A typical modern day website relies on interactive elements to provide functionality.
For complex or detailed pages this can result in a webpages’ filesize getting big, sometimes very big, creating a situation where the content that you want Googlebot to read is actually a long way down the page.
So how big is too big for Google?
To answer that question we are going to have to get a bit creative. I generated a list of 202 keywords that currently have no indexed pages, they are pretty much just gibberish with a number attached to the end. I recorded which ones Google picked up after a period of around 10 days.
Each keyword was separated by 100kb of commented out text provided by Project Gutenberg, then the page was submitted to the search results via the “fetch as Google” tool within search console.
You can see from the screenshot above that Google only rendered up to the 158th keyword, or between 15700 kb (15.7 mb) and 15800 kb (15.8 mb), however when clicking on the Fetching tab and viewing the HTTP response, I was only actually shown the first 250 kb of data
I didn’t expect there to be such a massive discrepancy between what Google can actually render and what it shows in the fetch response, Google only showed three of the 202 keywords in the HTTP response section.
Having submitted the fetched page to Google I had to wait for the page to be picked up and after a few hours the results began to trickle in. I allowed Google just over a week to index as many keywords as it could.
As you can see from the screenshot above Google had picked up and indexed the keywords and included some of them on the page as part of the description. Rather than repeat this process another 202 times I ran a rank tracker to pull the first page of Google results, the result was surprisingly similar to the fetch as Google tool
Google has indexed up to the 158th keyword, 15700 kb (15.7 mb) which is exactly where the visual portion of the fetch and render stopped.
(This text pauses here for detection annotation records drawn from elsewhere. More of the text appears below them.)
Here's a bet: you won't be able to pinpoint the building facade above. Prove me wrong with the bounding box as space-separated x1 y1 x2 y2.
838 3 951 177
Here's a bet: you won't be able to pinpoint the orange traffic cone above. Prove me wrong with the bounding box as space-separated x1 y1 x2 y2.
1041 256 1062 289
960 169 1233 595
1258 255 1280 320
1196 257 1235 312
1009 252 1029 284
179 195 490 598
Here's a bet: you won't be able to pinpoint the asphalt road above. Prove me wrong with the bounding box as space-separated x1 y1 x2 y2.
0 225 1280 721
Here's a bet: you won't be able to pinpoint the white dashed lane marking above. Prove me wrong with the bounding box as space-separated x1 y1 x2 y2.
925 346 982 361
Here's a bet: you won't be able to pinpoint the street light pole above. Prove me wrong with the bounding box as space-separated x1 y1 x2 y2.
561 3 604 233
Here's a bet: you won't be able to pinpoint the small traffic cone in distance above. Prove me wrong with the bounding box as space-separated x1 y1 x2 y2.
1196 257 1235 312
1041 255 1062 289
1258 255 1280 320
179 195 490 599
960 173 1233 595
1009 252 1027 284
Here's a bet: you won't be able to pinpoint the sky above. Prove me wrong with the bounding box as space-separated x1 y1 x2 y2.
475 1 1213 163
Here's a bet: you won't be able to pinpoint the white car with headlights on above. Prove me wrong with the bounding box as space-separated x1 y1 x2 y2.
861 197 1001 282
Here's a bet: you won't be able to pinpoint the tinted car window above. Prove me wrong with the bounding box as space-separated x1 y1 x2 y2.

This seems to indicate that the “fetch as Google” tool is very much how Google will see your page, just keep in mind if you are looking for a specific block of code that you can’t see beyond the first 250kb in the HTTP response.
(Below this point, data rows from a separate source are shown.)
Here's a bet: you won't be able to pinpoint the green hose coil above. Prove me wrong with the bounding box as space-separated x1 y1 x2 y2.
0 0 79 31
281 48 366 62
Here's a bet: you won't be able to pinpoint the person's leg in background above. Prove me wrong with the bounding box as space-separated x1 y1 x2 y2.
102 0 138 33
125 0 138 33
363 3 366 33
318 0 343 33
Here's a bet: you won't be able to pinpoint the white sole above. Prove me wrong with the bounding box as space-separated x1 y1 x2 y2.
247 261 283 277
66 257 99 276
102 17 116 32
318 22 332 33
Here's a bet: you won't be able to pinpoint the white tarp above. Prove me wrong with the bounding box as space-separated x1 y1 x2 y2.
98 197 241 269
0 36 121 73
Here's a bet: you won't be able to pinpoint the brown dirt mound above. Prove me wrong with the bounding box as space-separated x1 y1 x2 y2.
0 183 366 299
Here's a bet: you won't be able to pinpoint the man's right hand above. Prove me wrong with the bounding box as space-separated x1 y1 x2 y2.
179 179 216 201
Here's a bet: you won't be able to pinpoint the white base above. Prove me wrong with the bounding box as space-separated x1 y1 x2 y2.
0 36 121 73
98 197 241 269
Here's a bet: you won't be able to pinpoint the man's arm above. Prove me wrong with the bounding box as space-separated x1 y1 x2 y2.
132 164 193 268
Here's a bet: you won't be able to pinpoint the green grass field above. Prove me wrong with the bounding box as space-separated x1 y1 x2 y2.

Whilst doing this research I also came across a rather strange situation with Google cache; a user had a very heavy javascript page that was indexing fine but when they viewed the page in the cache it was entirely blank. It appears as though Google cache was only holding onto the first 1 mb of data, this was causing the javascript to be truncated and thus leaving the page with no visible content.
So to sum up:
Fetch and render will get between 15.7mb and 15.8mb of data but will only show you 250kb in the HTTP response. This can make it a little bit difficult to debug issues where your page size goes over 250kb.
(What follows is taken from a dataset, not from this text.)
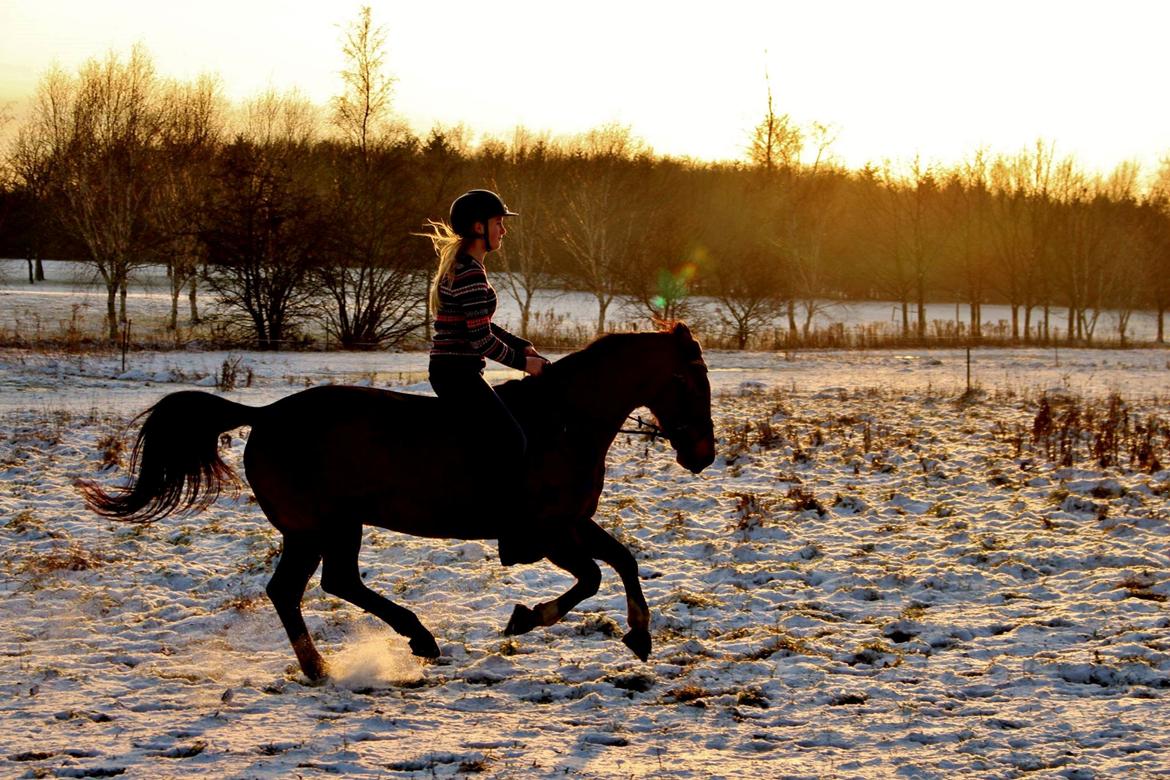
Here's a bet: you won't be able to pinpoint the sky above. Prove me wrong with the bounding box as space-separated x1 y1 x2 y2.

The actual Google index seems to stop indexing somewhere between 15.7mb and 15.8mb – this is in line with the visual fetch and render which means you can trust the visual portion of the fetch and render to show you what will actually be seen by Googlebot.
Google cache capped at 1mb – it will truncate content after this which can lead to some very strange pages in the cache. Watch out for this as when it truncates it may break page functionality leading you to believe there is a problem with the page!
Why does this matter?
John Mueller recently spoke about how SEO’s can help devs and share knowledge,
The web has moved from plain HTML – as an SEO you can embrace that. Learn from JS devs & share SEO knowledge with them. JS’s not going away.
— John ☆.o(≧▽≦)o.☆ (@JohnMu) August 8, 2017
There is an assumption that Google can now crawl so much content that it will be able to index anything, however there is still a hard line which Google will not cross. You are unlikely to hit this simply using on page text but with the increasing use of javascript to create interactive elements and dynamic content, it’s useful to know exactly where Google draws its line.